1 – Xavier, tu es un écrivain que l’on peut considérer « hors genre », c’est-à-dire en fait, de tous les genres possibles puisque tu as cette aptitude – peu fréquente – d’avoir abordé le polar avec Avant l’aube (10/18, 2017), la guerre avec Autopsie des ombres (Inculte, 2013, rééd. 2020), l’anticipation avec Rivières de la nuit (Inculte, 2014) tout comme la psychogéographie avec ton premier essai Paris est un leurre (Inculte, 2012, rééd., 2017). Avec ce deuxième essai dont nous allons parler, Capsules de temps : vers une archéologie du futur (Inculte-Dernière Marge, 2019) dont le sous-titre semble un clin d’œil au fameux ouvrage d’épistémologie de Michel Foucault, tu t’attèles à un pan assez méconnu de l’Histoire des Idées : la conception et l’enfouissement, par des individus ou des groupes, d’ « objets scellés » contenant la mémoire de l’humanité – ou ce qui peut en faire office à un instant T – à l’attention des générations futures, et qui, semblables à des bouteilles à la mer – sinon qu’ils s’agirait ici d’une mer temporelle – ont précisément été qualifiées comme ces « capsules de temps ». Je ne te demanderai pas ici d’en définir le sens et la fonction puisque tu le développes suffisamment dans ton livre, mais plutôt de nous expliquer ce qui t’a poussé à retracer l’histoire des capsules pour faire émerger ces objets comme sujet d’étude et de réflexion en résonance avec notre époque, mais surtout avec ce « malaise dans la civilisation » qui est le nôtre, et par lequel tu intitules ton premier chapitre.

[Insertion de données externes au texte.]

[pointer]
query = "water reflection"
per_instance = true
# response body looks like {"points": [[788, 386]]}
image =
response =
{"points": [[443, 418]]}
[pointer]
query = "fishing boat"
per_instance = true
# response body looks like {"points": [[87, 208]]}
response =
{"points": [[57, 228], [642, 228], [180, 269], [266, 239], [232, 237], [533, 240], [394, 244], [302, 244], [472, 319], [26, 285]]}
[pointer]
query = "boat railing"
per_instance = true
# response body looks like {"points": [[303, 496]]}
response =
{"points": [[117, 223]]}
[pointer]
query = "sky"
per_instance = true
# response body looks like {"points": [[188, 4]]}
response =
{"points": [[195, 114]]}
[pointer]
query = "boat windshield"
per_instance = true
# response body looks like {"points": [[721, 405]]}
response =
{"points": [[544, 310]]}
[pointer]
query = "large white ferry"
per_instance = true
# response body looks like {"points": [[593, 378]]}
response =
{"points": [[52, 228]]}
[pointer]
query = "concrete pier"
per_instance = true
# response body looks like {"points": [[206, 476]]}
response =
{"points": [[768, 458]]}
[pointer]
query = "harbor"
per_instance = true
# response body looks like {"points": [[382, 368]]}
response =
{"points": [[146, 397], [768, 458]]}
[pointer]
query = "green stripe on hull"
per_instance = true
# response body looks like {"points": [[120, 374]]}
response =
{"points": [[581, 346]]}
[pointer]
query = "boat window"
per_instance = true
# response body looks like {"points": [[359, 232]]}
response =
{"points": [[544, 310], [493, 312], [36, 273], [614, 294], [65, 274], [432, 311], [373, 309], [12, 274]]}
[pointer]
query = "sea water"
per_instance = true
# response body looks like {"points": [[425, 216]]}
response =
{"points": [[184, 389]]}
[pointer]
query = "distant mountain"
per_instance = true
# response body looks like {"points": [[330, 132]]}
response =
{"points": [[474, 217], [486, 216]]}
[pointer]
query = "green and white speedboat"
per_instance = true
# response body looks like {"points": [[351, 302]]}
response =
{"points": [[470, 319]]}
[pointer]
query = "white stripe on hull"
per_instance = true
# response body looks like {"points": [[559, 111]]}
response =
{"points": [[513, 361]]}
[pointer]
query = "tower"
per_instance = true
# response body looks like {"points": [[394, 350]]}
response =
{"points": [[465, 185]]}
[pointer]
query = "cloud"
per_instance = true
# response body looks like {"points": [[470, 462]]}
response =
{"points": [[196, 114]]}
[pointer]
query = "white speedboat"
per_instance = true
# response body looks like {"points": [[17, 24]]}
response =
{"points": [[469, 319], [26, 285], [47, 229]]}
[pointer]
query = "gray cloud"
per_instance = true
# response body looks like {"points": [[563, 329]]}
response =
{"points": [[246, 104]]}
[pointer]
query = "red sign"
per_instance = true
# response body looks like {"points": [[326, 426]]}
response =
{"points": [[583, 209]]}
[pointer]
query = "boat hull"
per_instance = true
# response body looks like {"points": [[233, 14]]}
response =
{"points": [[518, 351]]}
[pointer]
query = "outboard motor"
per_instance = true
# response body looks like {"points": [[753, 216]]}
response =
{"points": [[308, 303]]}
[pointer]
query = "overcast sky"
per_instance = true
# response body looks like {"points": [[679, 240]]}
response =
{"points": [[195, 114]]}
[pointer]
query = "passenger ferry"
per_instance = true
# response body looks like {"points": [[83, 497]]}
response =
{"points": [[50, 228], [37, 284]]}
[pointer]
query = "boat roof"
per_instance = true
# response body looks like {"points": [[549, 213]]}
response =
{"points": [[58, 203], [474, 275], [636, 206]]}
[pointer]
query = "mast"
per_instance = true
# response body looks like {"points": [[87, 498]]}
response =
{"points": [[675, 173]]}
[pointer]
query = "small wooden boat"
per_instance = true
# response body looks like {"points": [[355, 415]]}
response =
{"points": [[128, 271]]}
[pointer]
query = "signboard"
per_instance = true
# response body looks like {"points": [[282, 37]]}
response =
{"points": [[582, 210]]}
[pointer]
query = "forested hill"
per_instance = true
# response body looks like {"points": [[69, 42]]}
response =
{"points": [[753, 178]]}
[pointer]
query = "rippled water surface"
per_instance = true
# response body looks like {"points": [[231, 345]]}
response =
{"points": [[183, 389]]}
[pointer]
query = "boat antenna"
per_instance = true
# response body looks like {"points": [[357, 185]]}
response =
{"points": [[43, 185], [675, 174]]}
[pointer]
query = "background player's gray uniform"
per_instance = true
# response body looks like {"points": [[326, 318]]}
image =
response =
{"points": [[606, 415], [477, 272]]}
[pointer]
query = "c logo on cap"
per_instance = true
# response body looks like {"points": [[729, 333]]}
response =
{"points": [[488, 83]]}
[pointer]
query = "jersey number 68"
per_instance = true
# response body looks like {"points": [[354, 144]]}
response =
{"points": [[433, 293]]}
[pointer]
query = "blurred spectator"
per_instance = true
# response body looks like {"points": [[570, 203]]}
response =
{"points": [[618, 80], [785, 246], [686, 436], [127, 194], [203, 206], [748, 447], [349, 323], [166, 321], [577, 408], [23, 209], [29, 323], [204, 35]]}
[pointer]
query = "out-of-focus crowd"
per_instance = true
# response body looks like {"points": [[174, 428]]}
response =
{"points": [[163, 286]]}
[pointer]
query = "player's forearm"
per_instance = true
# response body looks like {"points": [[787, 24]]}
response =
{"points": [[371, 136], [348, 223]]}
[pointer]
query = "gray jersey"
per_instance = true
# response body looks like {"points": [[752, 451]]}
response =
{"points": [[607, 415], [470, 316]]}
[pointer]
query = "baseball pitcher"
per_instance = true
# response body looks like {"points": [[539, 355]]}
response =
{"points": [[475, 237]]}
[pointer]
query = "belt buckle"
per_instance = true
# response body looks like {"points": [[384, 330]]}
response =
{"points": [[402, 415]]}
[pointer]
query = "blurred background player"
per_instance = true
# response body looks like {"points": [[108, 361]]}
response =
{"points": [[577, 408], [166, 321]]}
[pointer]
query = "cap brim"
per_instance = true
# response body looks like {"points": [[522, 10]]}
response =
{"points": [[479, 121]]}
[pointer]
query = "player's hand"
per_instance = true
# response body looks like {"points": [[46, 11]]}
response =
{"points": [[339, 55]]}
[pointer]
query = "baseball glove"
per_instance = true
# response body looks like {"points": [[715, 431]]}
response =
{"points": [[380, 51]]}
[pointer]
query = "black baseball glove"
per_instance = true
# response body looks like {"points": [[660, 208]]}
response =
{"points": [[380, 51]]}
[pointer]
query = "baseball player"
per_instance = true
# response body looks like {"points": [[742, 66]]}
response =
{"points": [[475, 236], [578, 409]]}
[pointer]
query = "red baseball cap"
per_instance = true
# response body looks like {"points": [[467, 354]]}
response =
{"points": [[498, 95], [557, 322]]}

J’avais bien sûr pensé à Michel Foucault avec ce sous-titre, mais il est bien plus explicitement un hommage à l’essai de Fredric Jameson consacré à l’utopie, Archéologies du futur. Je n’ai aucune prétention épistémologique, mais je suis sensible à la démarche de Foucault, à cette volonté de vouloir constituer à la fois une théorie de l’Histoire et une théorie du discours qui s’entrelaceraient, quand bien même cet entrelacs évacue à mes yeux trop rapidement la question du sujet, sa « situation dans le monde », pour parler comme un phénoménologue…  Bien plus, donc, c’est à Fredric Jameson que ce sous-titre renvoie, à ceci près que j’ai opté pour le singulier et que j’ai fait précéder la formule de la préposition « vers », dont la propriété distributionnelle vise ici le temps lui-même ; si, comme le précise Nicolas Vieillescazes dans la préface de ce livre, Jameson cherche à « développer « une angoisse de la perte du futur » [et que] c’est donc bien du présent qu’il est question », de mon côté, c’est plutôt au futur lui-même que je m’intéresse, mais à un « futur rétrograde », un futur qui serait déjà fossilisé ; quelques lignes – séminales – d’une description de J. G. Ballard pourraient résumer cette idée, celle que l’on trouve dans l’une de ses nouvelles, qui date de 1964, L’Ultime plage et dont je ne peux que faire miennes les considérations sur la flèche du temps :

À la suite des différents essais, le sable avait donc fondu en diverses couches. Les strates pseudo-géologiques avaient condensé des infimes périodes de temps thermonucléaires, de l’ordre de la microseconde. Sur l’îlot, la maxime du géologue : « le présent renferme la clef du passé » était inversée. C’était en effet le futur qui renfermait la clef du présent. L’îlot n’était qu’autre qu’un fossile du temps à venir ; les bunkers et les blockhaus illustraient parfaitement ce principe voulant que le fossile révélateur soit une cuirasse, un exosquelette.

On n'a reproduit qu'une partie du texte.